Oniel Cousins, who filled in at right guard, may want to look into an acting career. He delivered an Oscar worthy performance for his role as a matador. When he wasn’t allowing defensive linemen to waltz into the backfield he was passing the time by holding and grabbing facemasks.
Weeden was also hurt by five drops from wide receivers. One pass hit Greg Little in stride, deflected off his hands and resulted in the second of Weeden’s three picks.
Even Norv Turner, the man who was supposed to fix the Browns’ offense and elevate Weeden to the next level, had a sub-par game. There were questionable play calls, blocking schemes and offensive imbalance all game long.
How does Richardson only get 15 total touches?
Even though the odds were stacked against Weeden, the failure falls on his shoulders. This organization will be looking for “their guy” in the next draft and Weeden is currently playing for his starting career in Cleveland.

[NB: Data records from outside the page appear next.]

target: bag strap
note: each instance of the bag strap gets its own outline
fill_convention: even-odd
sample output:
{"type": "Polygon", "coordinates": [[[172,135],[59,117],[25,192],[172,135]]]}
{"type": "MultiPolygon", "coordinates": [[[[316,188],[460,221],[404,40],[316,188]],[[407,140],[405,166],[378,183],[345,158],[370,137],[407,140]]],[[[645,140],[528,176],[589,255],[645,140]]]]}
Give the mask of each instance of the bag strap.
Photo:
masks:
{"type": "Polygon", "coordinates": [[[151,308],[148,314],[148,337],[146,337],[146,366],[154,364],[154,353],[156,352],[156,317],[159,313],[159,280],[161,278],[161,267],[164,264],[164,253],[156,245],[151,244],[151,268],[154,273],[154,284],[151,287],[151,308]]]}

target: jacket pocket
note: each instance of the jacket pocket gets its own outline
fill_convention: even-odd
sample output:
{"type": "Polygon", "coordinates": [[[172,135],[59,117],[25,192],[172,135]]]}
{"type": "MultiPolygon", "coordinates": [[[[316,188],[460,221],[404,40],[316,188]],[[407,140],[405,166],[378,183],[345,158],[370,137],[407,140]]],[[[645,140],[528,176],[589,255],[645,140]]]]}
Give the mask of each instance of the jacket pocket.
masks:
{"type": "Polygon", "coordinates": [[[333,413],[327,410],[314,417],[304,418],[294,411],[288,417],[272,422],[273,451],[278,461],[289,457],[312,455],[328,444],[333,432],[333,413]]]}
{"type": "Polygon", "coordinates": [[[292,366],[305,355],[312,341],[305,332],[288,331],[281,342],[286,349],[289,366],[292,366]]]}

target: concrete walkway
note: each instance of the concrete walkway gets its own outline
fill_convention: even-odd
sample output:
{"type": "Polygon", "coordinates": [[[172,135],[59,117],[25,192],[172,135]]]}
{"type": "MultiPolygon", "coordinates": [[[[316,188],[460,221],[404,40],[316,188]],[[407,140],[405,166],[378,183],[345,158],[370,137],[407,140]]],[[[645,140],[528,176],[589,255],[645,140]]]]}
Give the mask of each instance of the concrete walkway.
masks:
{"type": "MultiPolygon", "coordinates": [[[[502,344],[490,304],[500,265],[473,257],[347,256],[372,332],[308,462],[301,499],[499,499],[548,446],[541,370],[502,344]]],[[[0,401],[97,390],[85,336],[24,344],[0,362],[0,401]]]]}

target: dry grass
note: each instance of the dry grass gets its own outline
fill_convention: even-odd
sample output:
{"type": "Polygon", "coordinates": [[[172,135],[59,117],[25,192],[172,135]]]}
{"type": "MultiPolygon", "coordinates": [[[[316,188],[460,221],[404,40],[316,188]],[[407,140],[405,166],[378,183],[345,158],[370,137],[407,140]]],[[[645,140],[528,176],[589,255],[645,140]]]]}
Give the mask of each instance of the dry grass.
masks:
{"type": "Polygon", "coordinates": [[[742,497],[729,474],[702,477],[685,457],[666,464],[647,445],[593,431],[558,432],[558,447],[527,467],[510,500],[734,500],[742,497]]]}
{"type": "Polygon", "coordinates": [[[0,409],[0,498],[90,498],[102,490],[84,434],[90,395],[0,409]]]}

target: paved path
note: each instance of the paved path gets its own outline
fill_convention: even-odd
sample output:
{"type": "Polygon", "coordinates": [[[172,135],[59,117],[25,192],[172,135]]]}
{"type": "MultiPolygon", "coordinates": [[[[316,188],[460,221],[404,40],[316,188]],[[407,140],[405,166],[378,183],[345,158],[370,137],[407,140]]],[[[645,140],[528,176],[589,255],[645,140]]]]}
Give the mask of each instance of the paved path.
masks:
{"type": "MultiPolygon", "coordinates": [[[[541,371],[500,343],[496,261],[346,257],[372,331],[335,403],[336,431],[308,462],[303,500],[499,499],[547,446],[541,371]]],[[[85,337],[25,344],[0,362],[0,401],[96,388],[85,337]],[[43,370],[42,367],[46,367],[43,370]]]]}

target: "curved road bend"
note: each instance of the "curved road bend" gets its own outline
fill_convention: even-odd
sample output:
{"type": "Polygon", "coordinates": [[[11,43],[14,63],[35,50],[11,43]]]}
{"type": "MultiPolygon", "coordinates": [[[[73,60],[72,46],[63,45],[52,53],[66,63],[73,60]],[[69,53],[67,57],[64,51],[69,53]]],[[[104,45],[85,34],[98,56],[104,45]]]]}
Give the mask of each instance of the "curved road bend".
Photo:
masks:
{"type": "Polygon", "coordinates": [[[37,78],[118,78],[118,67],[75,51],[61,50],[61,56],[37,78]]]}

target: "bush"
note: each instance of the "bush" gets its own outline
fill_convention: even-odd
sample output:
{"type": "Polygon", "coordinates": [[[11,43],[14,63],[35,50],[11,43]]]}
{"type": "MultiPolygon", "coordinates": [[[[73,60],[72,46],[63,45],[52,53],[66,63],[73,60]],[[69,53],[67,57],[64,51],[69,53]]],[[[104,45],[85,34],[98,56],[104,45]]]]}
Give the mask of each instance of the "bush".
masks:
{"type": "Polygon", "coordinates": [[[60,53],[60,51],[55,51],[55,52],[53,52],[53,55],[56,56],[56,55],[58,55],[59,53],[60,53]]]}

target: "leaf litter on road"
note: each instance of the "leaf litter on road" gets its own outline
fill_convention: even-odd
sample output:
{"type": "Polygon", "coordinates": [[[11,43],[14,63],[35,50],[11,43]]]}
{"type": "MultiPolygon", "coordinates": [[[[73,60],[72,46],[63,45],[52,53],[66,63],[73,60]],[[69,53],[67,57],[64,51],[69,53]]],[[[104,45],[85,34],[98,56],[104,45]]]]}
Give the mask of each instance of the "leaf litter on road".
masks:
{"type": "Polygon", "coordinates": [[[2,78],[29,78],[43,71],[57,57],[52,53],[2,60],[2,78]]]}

At the end of the season, Joe Banner and Michael Lombardi won’t look at Weeden and think that if they surround him with better talent things will change. They will surround the next guy with better talent and part ways with the 30 year old quarterback if he doesn't impress. It’s that simple.
That’s the business.
So while Weeden tries to climb a mountain of adversity and prove that maybe he has the skill to start in the NFL, the Browns’ front office will need definitive proof. They will focus on Sunday’s hurried footwork, poor pocket presence and tendency to stare down receivers, rather than the lack of help from his offensive teammates.
The front office made this bed and Brandon Weeden has to lay in it.
As fair or unfair as it may be, this is the reality of Weeden’s 2013 campaign.